Big, pumped-up biceps are every man's dream. We work hard at the gym to make this dream a reality. But sometimes it so happens that from the available tools you don't even have dumbbells at hand, let alone a specialized E-Z bar. In this case, a horizontal bar will help us. The effect, of course, is not as good as when exercising with weights, but it is quite possible to build biceps on the horizontal bar if you take the exercise seriously.
It is necessary
subscription to the gym
Instructions
Step 1
First of all, start with a warm-up. Warm your shoulders with swinging movements, gradually speeding up the process. First, alternate clockwise with both hands, then counterclockwise.
Step 2
Grab the horizontal bar with your hands with a narrow reverse grip. Pull up until your chin touches the bar as slowly as possible, firmly contracting your biceps.

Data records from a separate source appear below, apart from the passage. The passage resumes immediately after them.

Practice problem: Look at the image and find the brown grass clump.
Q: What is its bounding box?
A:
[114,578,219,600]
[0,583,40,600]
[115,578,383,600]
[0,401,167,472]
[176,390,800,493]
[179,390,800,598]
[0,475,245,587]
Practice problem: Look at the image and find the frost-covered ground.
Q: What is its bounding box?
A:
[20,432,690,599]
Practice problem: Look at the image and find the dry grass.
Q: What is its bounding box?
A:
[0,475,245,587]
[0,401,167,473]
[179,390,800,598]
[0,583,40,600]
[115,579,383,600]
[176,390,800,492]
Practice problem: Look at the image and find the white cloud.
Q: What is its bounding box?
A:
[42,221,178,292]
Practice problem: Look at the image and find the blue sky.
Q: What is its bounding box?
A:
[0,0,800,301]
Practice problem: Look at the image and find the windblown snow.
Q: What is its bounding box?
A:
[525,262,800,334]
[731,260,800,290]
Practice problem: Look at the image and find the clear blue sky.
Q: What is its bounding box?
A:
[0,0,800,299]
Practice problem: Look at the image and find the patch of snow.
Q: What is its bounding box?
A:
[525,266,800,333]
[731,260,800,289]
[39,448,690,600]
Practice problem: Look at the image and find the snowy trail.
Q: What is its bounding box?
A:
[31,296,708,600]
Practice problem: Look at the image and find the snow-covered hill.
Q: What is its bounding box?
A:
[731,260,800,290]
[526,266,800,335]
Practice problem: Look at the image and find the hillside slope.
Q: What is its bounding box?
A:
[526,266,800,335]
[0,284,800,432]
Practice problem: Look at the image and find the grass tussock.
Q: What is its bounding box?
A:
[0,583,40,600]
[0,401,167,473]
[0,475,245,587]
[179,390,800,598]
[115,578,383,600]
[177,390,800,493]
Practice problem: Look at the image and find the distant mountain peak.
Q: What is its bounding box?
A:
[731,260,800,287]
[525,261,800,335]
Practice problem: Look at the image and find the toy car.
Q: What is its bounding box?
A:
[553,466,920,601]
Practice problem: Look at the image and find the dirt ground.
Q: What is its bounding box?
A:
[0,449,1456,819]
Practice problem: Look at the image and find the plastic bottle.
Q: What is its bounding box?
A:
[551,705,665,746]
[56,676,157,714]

After that, slowly lower yourself onto outstretched arms. Repeat this exercise eight to ten times, doing five to six sets.
Step 3
Grasp the horizontal bar with a straight, narrow grip and pull yourself up until the nibble touches the crossbar. The pace should be the same as in the previous exercise. Do four sets of eight repetitions, each with a firm bicep.
Step 4
Use a weighted belt. The most important thing is that the weighting increases your body weight by fifteen to twenty kilograms and is securely fixed on the belt. Grasp the bar with a reverse grip, if necessary, use the ties. With a sharp movement, pull yourself up until your chin touches the bar and lower yourself onto outstretched arms. Do five to six sets of eight repetitions each.